Anything goes when it comes to silencing independent media outlets in Hungary. In a letter sent to Klubrádió on 8 September, which the media has provided to RSF, the Media Council said it could not renew the radio station’s licence because it had not always “provided monthly data on programme quotas.”
According to the Media Council, between 2015 and 2017, Klubrádió failed several times to certify that it was complying with legal programme quotas stipulating how much airtime broadcasters must allocate to Hungarian music and how much to international music. As a result, its licence will expire on 14 February 2021.
The Media Council says such “repeated violation” of the media law twice in a year is sufficiently serious to constitute “an objective reason for ruling out renewal” – an argument rejected by Klubrádió, especially as it paid the approximately 100-euro fine that was demanded for each of these violations and fulfilled the programme quotas themselves. In the past, such repeated violations were not grounds for suspending other medias’ broadcasting licences, which amounts to the discrimination of Klubrádió.

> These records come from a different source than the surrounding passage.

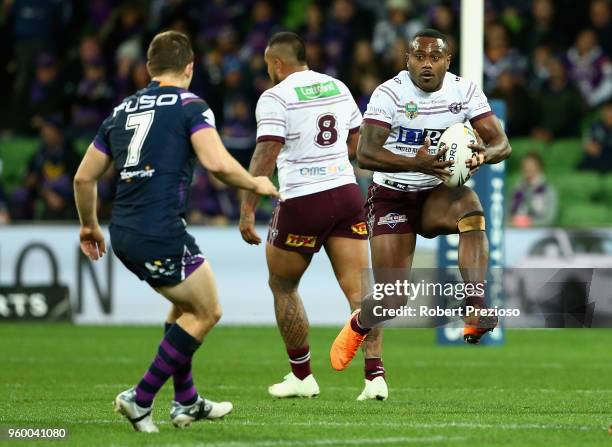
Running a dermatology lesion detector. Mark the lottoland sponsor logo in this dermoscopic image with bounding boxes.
[295,81,340,101]
[300,164,352,177]
[372,279,485,301]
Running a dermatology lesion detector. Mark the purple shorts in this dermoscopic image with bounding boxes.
[110,225,204,287]
[365,183,434,238]
[268,183,368,253]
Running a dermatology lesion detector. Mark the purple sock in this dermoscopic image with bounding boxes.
[164,323,198,406]
[136,324,200,407]
[365,357,385,380]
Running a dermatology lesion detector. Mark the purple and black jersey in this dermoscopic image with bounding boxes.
[93,81,215,237]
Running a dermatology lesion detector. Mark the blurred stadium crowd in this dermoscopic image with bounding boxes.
[0,0,612,226]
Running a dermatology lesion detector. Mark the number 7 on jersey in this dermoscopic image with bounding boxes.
[123,110,155,168]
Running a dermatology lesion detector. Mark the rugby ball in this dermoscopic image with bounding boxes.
[438,123,477,187]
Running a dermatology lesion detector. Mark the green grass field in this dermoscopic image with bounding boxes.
[0,323,612,447]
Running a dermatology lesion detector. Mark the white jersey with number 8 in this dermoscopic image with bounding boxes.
[255,70,361,199]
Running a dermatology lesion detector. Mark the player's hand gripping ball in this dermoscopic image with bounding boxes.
[438,123,484,187]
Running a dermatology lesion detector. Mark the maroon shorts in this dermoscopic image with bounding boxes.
[268,183,368,253]
[365,183,434,238]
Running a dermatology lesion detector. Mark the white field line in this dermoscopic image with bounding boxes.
[111,436,465,447]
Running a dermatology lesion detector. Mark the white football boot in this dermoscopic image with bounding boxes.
[357,376,389,400]
[170,396,234,428]
[268,372,319,397]
[113,388,159,433]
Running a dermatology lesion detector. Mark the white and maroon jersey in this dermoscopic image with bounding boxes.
[364,70,492,191]
[255,70,361,199]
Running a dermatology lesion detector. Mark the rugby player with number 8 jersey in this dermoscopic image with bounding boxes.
[240,32,388,400]
[330,29,511,370]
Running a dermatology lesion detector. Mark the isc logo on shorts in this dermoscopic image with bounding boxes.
[285,233,317,248]
[351,222,368,236]
[397,126,445,146]
[378,213,408,228]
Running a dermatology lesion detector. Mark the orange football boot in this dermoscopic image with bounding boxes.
[329,309,368,371]
[463,306,499,345]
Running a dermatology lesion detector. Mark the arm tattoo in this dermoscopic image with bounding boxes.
[242,141,283,214]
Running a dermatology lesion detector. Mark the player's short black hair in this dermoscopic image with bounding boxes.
[268,31,306,64]
[410,28,448,46]
[147,31,193,77]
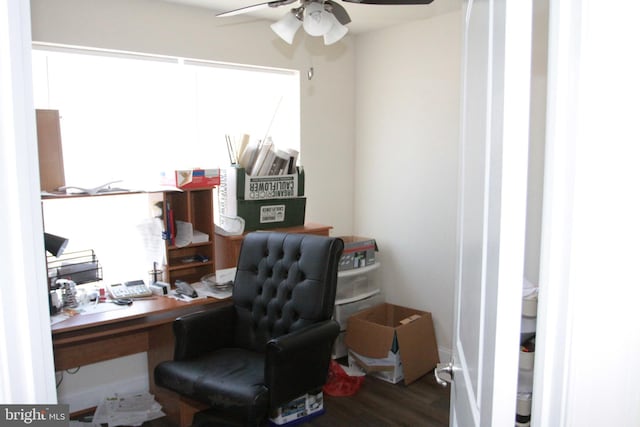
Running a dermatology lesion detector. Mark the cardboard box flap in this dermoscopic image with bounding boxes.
[396,313,440,384]
[345,303,439,384]
[344,314,395,358]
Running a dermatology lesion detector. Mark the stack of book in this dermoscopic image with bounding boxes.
[227,135,299,176]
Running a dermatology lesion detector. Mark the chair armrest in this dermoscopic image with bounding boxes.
[265,320,340,408]
[173,304,235,360]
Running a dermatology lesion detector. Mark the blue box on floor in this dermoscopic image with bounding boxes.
[269,391,324,427]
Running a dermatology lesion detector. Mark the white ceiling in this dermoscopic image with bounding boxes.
[164,0,461,34]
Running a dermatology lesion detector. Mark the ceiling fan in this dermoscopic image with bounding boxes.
[216,0,433,45]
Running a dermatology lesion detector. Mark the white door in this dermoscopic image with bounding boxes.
[436,0,532,427]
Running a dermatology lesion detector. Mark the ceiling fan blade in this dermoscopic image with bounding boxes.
[342,0,433,6]
[216,0,298,18]
[325,0,351,25]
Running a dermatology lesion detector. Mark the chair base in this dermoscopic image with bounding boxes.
[191,408,268,427]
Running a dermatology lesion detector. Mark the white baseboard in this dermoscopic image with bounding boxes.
[58,375,149,412]
[56,353,149,412]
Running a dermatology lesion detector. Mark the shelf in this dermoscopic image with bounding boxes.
[156,189,215,286]
[338,261,380,277]
[335,289,380,305]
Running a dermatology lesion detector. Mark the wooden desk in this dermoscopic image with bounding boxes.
[51,296,227,425]
[215,222,333,270]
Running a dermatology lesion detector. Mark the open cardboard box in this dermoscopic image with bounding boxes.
[345,303,440,384]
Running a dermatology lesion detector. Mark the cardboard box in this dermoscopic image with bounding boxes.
[36,110,65,191]
[232,197,307,231]
[338,236,378,271]
[269,391,324,426]
[161,168,220,190]
[345,303,439,384]
[220,166,304,200]
[347,350,404,384]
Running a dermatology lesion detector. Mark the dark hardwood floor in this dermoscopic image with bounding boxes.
[144,372,450,427]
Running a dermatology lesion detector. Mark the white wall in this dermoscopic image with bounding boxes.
[354,12,462,353]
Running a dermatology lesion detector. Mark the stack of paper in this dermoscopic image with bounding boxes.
[93,392,165,427]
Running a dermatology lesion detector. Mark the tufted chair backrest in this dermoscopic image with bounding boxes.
[233,232,344,351]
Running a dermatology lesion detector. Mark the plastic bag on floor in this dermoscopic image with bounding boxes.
[322,360,364,397]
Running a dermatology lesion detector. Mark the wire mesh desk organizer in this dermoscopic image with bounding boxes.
[47,249,102,307]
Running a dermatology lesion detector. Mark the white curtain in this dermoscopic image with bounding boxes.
[0,0,57,404]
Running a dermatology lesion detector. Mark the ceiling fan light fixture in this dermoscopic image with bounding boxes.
[324,13,349,46]
[271,9,302,44]
[302,2,335,36]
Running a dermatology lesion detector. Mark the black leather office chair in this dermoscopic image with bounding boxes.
[154,232,344,426]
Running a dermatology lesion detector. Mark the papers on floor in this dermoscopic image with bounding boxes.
[93,392,165,427]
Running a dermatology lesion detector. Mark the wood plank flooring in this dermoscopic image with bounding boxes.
[144,372,450,427]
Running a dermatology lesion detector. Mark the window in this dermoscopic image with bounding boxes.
[33,45,300,283]
[33,46,300,188]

A radio station with a reputation for outspoken and humorous criticism of the government, Klubrádió already had its licence suspended in 2013. It was given a new, seven-year licence the following year – under pressure from its listeners – although it was limited to the Hungarian capital. If Klubrádió fails to win when its frequency is put up to bid, it will have to pass from Budapest to… the internet.

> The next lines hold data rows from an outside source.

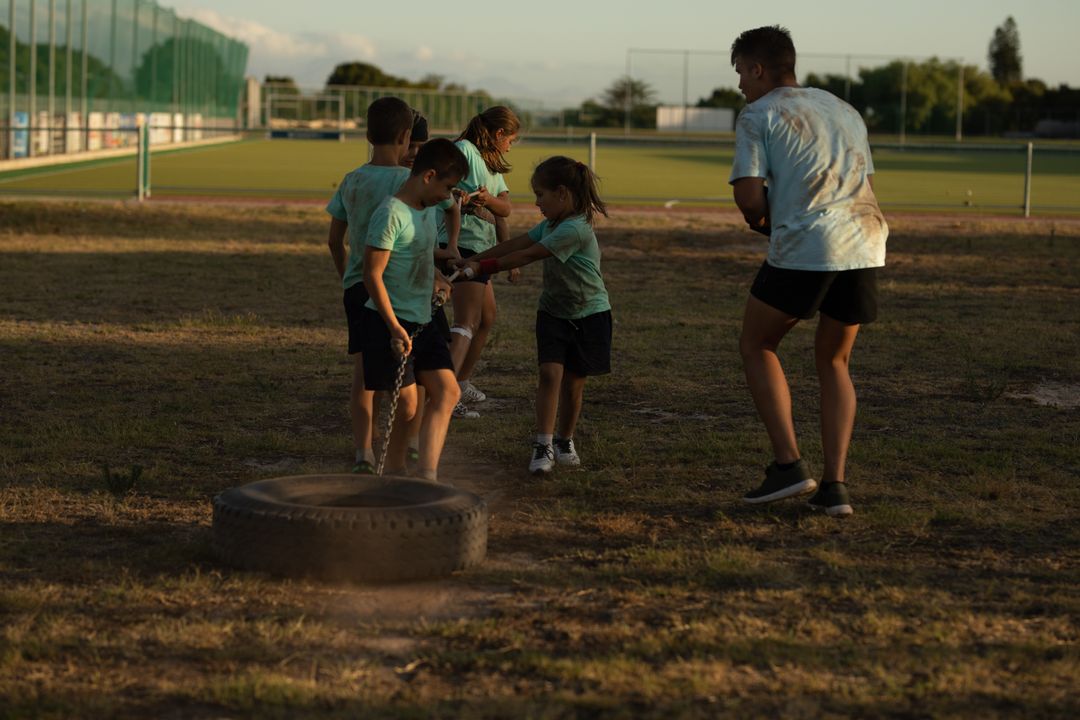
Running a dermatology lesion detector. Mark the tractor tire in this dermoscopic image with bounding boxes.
[214,475,488,582]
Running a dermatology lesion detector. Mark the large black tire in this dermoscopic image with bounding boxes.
[214,475,487,582]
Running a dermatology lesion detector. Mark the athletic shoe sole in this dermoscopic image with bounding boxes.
[807,503,855,517]
[743,478,818,505]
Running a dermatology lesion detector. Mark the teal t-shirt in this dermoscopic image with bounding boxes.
[455,140,510,253]
[326,164,409,289]
[529,215,611,320]
[366,196,440,323]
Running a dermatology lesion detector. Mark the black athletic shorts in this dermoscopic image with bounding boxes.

“By taking a decision with such drastic consequences on such flimsy legal grounds, the Media Council is acting as if it was taking orders from the ruling party, Fidesz,” said Pavol Szalai, the head of RSF’s European Union and Balkans desk. “The new bidding process for Klubrádió’s frequency, which the Media Council is going to organize, must be conducted in a transparent and apolitical manner. The European Commission, for its part, must investigate the Media Council’s independence under the revised EU Audiovisual Media Services Directive.”
The Media Council’s independence was already formally guaranteed in Hungarian legislation before the EU directive was transposed into Hungarian law in 2019, but its composition is politicized. When renewing the Media Council last December, parliament rejected all of the opposition candidates and elected only Fidesz nominees to the four vacant positions.
Hungary is ranked 89th out of 180 countries in RSF's 2020 World Press Freedom Index.